Después de dos semanas de juicio oral, el Tribunal Colegiado Primero de Enjuiciamiento del Estado de Yucatán absolvió al empresario Arturo Millet Reyes, acusado del delito de abuso de confianza equiparado dentro de la carpeta administrativa 39/2025. La sentencia es del 15 de julio de 2026.
Con esta resolución, Millet Reyes fue declarado no responsable penalmente, luego de que la Fiscalía no lograra acreditar ante el tribunal los elementos necesarios para obtener una sentencia condenatoria.
Pago por 117 millones de pesos
La denuncia, presentada desde 2015 por un grupo de inversionistas, reclamaba el pago de más de 117 millones de pesos por operaciones relacionadas con terrenos ejidales ubicados en Quintana Roo. La defensa sostuvo desde el inicio que se trataba de una controversia de carácter mercantil y no penal.
La sentencia definitiva de primera instancia está en la causa penal número 81/2022, del Juzgado Primero de Control del Primer Distrito Judicial del Sistema de Justicia Penal Acusatorio y Oral, con el número de carpeta administrativa T.C.1.E. 39/2025, en el que la Fiscalía Estatal acusó a Arturo Millet Reyes, por el delito de abuso de confianza equiparado.
La denuncia fue presentada por los ciudadanos José Luis Rodríguez Rodríguez, Daniel Florentino Rodríguez Rodríguez, Aurelio Ernesto Rodríguez Rodríguez, José Antonio Claros Bernal, Manuel Tomas Mier Fernández, Guillermo Andrés Wolff Michaus y Alfredo Ríos Madrid.

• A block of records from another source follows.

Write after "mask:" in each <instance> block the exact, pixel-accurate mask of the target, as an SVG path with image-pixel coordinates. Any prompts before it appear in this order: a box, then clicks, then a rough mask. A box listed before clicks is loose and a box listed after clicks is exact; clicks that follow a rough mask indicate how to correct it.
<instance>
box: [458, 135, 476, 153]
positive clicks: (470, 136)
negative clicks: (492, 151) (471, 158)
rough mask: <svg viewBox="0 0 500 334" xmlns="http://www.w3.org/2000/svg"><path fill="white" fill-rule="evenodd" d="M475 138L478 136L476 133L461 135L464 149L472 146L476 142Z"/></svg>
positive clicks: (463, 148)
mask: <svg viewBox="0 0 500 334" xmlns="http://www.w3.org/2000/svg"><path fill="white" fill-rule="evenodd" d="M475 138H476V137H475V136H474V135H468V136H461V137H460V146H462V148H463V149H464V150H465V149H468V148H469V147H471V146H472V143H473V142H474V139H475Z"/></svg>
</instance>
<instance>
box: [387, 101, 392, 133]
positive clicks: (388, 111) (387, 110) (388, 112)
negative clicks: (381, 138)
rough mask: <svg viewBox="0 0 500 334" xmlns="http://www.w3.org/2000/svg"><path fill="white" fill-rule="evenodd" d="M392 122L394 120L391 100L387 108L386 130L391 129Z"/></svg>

El expediente permaneció varios años sin avances y posteriormente fue judicializado durante la administración estatal anterior. De acuerdo con la defensa, el proceso estuvo marcado por presiones e intereses ajenos al ámbito estrictamente jurídico, señalamientos que deberán analizarse por las vías correspondientes.
La absolución pone fin a más de una década de litigio, exposición pública y afectaciones económicas y personales para el empresario. El fallo establece que no existieron pruebas suficientes para atribuirle responsabilidad por los hechos denunciados.
La resolución también reabre el debate sobre el uso de los procesos penales en conflictos entre particulares, pues aun cuando una persona resulta absuelta, el prolongado desgaste judicial y reputacional puede convertirse por sí mismo en una forma de castigo.